Statkeepers Call the Shots, But They Can’t Agree on Them


In the third minute of added extra time in Tuesday’s Belgium-U.S. World Cup match, Belgium’s Kevin De Bruyne took a pass in the box, dribbled to his right and hooked the ball into the left side of the net. Finally, after 31 shots, the Belgians had broken through. Or … wait. Was it 32 shots?

It depends on which Twitter account you follow. ESPN’s Stats & Information Group tweeted that Belgium had scored on its 31st shot of the day. OptaJoe, the U.K. Twitter account of the soccer stats company Opta, said it was the 32nd.

At the World Cup, shots are in the eye of the beholder.

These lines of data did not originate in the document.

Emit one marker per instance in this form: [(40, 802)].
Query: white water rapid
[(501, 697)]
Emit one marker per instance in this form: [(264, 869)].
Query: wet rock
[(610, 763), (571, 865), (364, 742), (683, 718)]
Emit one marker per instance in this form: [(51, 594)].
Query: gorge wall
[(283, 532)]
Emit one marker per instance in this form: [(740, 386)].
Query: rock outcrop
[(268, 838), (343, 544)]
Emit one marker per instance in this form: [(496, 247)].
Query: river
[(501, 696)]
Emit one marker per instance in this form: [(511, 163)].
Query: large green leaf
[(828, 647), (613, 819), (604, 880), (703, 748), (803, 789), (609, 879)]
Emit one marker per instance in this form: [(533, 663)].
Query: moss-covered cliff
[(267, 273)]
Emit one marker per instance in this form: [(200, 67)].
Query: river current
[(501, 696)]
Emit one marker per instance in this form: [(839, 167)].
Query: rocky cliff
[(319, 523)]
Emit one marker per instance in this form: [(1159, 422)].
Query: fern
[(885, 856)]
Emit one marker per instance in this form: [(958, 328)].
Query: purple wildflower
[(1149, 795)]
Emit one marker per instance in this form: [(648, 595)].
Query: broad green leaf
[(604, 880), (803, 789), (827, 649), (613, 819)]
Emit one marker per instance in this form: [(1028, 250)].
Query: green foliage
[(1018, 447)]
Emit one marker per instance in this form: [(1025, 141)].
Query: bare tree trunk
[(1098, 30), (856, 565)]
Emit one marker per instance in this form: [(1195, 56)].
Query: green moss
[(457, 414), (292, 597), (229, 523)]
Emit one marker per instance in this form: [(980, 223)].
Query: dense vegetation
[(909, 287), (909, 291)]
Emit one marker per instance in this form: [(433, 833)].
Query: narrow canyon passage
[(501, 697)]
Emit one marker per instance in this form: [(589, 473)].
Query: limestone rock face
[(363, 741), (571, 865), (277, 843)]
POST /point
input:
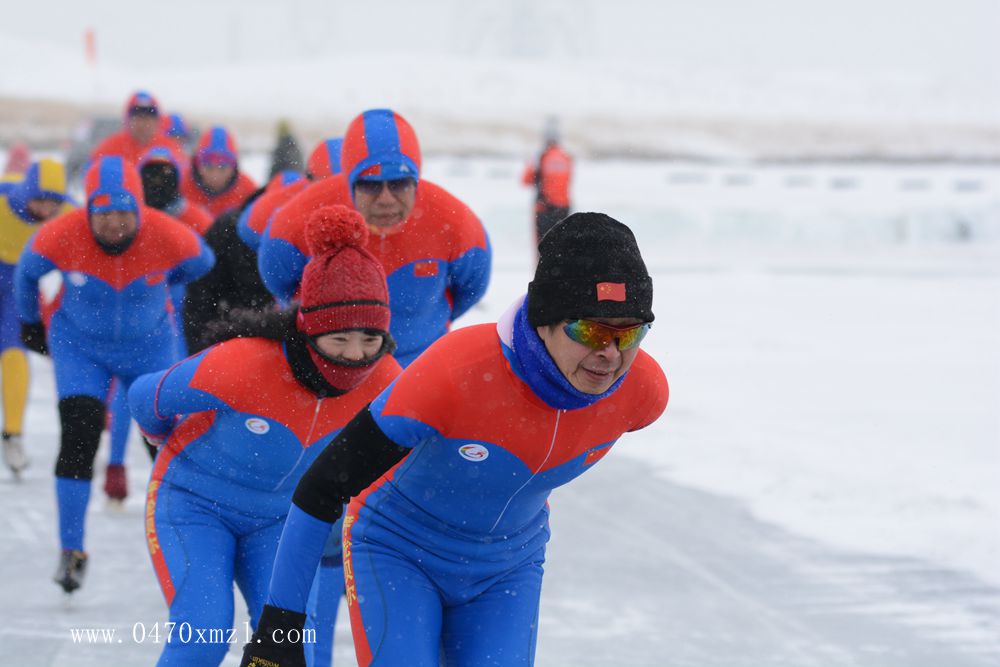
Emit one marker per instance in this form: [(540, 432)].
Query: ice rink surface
[(822, 489)]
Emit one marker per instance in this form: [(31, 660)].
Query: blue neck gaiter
[(535, 366)]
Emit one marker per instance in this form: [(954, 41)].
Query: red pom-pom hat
[(343, 285)]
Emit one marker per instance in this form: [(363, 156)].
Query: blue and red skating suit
[(256, 217), (244, 450), (217, 140), (253, 223), (437, 262), (111, 298), (113, 315), (222, 483), (469, 503)]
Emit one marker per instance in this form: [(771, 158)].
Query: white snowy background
[(829, 327)]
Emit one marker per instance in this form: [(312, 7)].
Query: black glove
[(33, 337), (277, 641)]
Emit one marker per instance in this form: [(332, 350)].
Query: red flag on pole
[(90, 46)]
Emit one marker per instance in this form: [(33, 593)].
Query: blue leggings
[(121, 423), (199, 548), (321, 611), (405, 612)]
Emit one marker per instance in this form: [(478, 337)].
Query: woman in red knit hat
[(237, 425)]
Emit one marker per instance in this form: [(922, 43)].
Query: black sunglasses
[(397, 186)]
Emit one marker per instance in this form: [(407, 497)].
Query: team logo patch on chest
[(474, 453), (257, 426), (425, 269)]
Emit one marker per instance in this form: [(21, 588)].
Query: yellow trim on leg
[(14, 368)]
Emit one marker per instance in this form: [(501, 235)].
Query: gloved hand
[(155, 441), (33, 337), (277, 641)]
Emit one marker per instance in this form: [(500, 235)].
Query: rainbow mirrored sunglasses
[(598, 336), (373, 188)]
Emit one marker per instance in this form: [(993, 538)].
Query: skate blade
[(116, 505)]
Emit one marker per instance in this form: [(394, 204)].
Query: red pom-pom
[(333, 227)]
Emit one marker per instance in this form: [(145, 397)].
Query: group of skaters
[(316, 429)]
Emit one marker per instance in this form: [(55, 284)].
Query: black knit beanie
[(589, 266)]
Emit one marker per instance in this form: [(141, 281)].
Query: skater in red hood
[(142, 131), (215, 180), (448, 472), (434, 249)]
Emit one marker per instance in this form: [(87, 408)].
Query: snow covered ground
[(822, 489)]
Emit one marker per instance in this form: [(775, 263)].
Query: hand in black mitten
[(277, 641), (33, 337)]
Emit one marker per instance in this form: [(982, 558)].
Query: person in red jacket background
[(550, 177), (141, 132), (215, 180)]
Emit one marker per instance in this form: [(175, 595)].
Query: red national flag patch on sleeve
[(425, 269), (610, 291)]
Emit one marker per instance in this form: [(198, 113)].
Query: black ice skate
[(72, 567)]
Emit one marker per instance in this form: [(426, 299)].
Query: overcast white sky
[(958, 36)]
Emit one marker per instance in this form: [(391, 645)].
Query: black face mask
[(114, 248), (160, 184)]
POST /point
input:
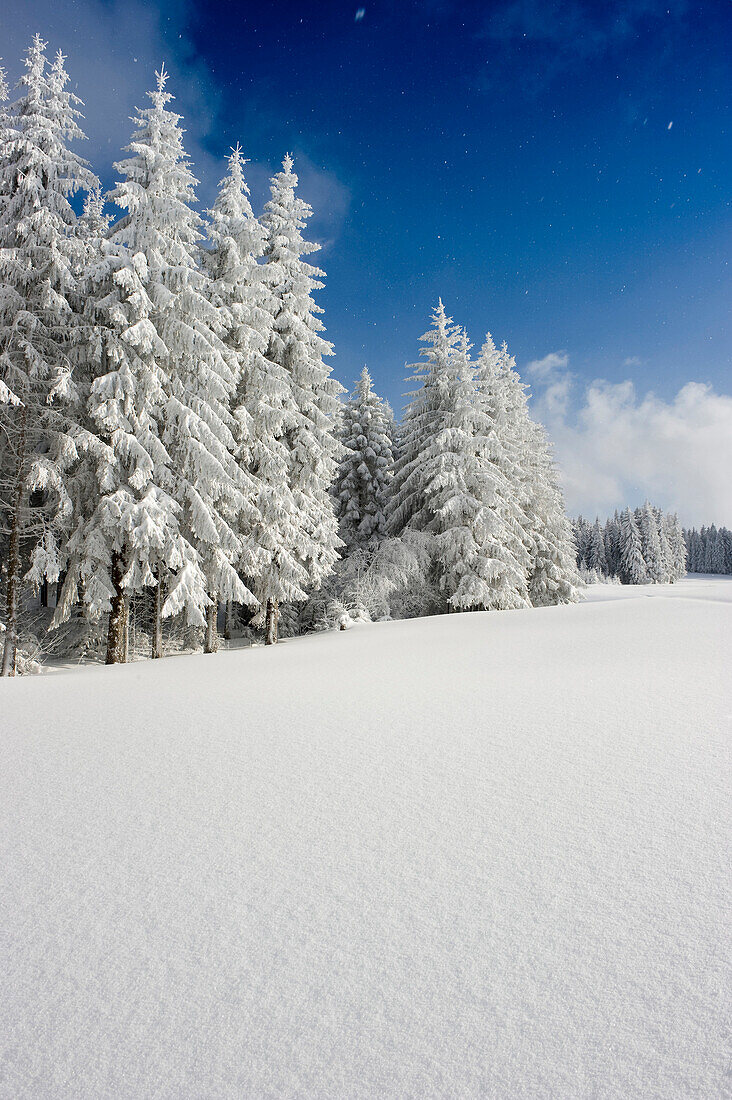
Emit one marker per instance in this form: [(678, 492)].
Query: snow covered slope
[(478, 856)]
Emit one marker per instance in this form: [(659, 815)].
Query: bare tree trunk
[(118, 616), (126, 636), (157, 618), (228, 623), (10, 648), (211, 641), (271, 622)]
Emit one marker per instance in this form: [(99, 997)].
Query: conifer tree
[(363, 477), (632, 565), (161, 400), (611, 537), (677, 550), (446, 482), (263, 405), (547, 535), (39, 255), (651, 545), (303, 542)]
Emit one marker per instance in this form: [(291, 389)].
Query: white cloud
[(553, 373), (615, 447)]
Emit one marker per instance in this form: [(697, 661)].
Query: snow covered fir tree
[(641, 546), (176, 455)]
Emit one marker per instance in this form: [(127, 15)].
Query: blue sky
[(557, 171)]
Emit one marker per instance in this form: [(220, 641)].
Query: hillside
[(482, 855)]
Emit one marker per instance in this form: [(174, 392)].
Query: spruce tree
[(161, 400), (632, 564), (651, 545), (302, 527), (363, 477), (39, 259), (263, 405), (597, 558), (447, 483)]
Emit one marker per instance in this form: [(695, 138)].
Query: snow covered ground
[(477, 856)]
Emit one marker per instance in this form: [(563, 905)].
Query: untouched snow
[(477, 856)]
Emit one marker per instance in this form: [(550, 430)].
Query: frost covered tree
[(677, 552), (582, 535), (597, 550), (299, 532), (553, 578), (546, 535), (632, 564), (263, 403), (162, 403), (39, 256), (611, 537), (363, 477), (447, 483), (653, 556)]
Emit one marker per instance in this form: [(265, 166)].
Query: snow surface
[(483, 855)]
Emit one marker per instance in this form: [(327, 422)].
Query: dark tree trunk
[(157, 618), (116, 635), (271, 622), (228, 623), (10, 648), (211, 641)]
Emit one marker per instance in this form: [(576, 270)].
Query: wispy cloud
[(113, 47), (616, 447), (560, 34)]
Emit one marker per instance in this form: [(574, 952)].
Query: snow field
[(481, 855)]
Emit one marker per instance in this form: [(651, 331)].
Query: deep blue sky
[(514, 158), (557, 171)]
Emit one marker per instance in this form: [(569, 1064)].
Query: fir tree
[(161, 402), (361, 486), (597, 550), (446, 482), (303, 542), (632, 565), (39, 259), (651, 545)]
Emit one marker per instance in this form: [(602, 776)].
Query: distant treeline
[(709, 550)]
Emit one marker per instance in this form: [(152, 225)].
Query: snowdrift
[(477, 856)]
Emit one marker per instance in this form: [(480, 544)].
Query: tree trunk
[(117, 630), (228, 624), (157, 618), (10, 648), (126, 635), (271, 622), (211, 641)]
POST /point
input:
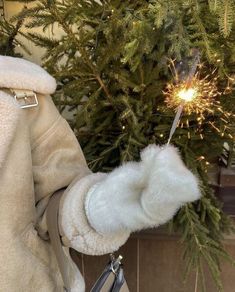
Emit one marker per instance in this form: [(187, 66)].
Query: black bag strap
[(53, 230)]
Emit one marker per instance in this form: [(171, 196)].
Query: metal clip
[(26, 99), (115, 263)]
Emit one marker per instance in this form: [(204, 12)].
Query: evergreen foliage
[(111, 63)]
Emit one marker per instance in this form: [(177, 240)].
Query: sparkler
[(191, 95)]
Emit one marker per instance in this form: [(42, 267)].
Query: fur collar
[(21, 74), (9, 115)]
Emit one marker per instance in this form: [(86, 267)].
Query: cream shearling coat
[(39, 155)]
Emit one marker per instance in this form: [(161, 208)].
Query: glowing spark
[(197, 96), (187, 94)]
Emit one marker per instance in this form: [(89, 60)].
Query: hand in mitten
[(141, 194)]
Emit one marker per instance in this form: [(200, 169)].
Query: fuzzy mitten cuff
[(141, 195)]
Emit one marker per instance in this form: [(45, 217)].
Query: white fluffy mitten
[(141, 194)]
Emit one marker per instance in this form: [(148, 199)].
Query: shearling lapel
[(9, 115)]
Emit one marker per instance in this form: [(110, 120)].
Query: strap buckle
[(25, 98)]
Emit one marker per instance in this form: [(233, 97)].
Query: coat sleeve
[(58, 162)]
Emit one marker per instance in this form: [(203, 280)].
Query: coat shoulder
[(18, 73)]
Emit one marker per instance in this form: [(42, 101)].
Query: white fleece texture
[(74, 227), (141, 195), (21, 74), (9, 115)]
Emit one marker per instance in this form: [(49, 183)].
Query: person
[(39, 154)]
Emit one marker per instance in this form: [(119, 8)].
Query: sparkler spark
[(197, 94)]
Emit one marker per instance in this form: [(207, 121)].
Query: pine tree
[(9, 33), (112, 67)]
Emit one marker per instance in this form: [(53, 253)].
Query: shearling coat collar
[(18, 73), (21, 74), (9, 115)]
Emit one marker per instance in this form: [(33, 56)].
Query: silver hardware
[(115, 263), (26, 100)]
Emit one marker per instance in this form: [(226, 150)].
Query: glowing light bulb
[(187, 94)]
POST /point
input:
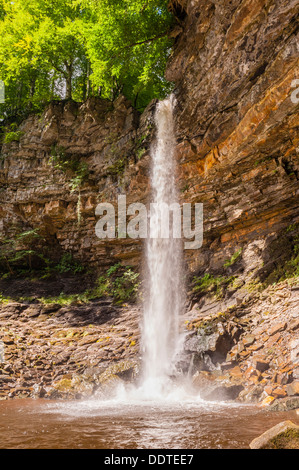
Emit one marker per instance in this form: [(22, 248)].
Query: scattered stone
[(293, 388), (277, 328), (261, 364)]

At least three major soccer stats companies are logging every match, and they have yet to all agree on each team’s number of shots and shots on goal. For every one of the 58 games so far, the companies can’t quite get their stories straight. Sometimes their counts have differed by as much as two or three.

Even small discrepancies like these have repercussions beyond mere trivia. Advanced analyses of the sport, such as my colleague Benjamin Morris’s magnum opus on Lionel Messi this week, rely on match loggers for shot counts and characteristics. Some teams base tactics and personnel decisions partly on stats. And the disputes are proxy battles for soccer’s more philosophical debates: If a shot is deflected in a forest of defenders, was it on target?

According to World Cup organizer FIFA, it was; but according to Opta and Prozone, two of the companies that employ analysts to log every match of the tournament and provide data for media coverage, it wasn’t. That disagreement is responsible for the bulk of the numbers mismatch. Through the round of 16, FIFA’s official match stats — which are being collected by the Italian company Deltatre — included 68 percent more shots on target than Prozone’s, and 74 percent more than Opta’s.1 Remove blocked shots, though, and the discrepancies drop to 4 percent and 8 percent, respectively.

And what about a ball crossed in the box near the goalie — does it count as a shot or a cross? In the 120th minute of the Belgium-U.S. match, DeAndre Yedlin kicked the ball well wide of goal as the U.S. hunted desperately for an equalizer. Was he trying to score, or just to cross the ball? FIFA thinks the latter, but Opta thinks the former. Short of interviewing every player immediately after every subjective touch, the statkeepers are left to guess at the intent, divining purpose in actions that may have been performed instinctively, rather than with premeditation.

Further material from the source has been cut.